The bill increases work requirements for those receiving food stamps and adds similar mandates for those on Medicaid and the Temporary Assistance for Needy Families program.

The plan has no chance of becoming law, but it’s long past time our federal lawmakers had this debate.

They need to trim the fat where they can and fund the programs worth keeping.

Above all, they need to stop threatening to drag our nation’s economy over a cliff.

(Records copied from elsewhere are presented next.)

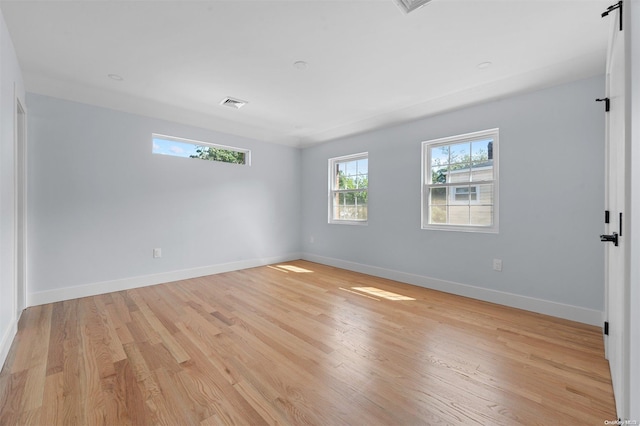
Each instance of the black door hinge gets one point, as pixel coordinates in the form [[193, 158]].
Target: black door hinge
[[611, 9], [620, 224], [607, 103]]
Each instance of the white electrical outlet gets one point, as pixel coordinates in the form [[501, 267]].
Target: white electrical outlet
[[497, 265]]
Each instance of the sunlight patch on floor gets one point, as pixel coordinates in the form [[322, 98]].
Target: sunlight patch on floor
[[373, 291], [290, 268]]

It’s fine for Congress to debate future spending. That’s what our federal lawmakers were elected to do.

But it’s time to get rid of the debt ceiling. The full faith and credit of the U.S. government should never be held hostage by partisan bickering.

The clock on this debate is ticking. The Department of the Treasury has been using cash on hand and budgetary maneuvers to keep the government afloat, but those tricks will stop working soon, some say as early as late May.

These recurring fights over the nation’s debt have generally been resolved without doing serious economic damage, but we should not forget what happened in 2011 when a similar standoff led Standard & Poor’s to downgrade the U.S. credit rating for the first time in history, rocking financial markets around the world.

An actual default would be far worse, causing interest rates to skyrocket and the basic functions of the federal government to falter. Lots of Americans would lose their jobs.

Congress needs to stop these games. The American people should demand it.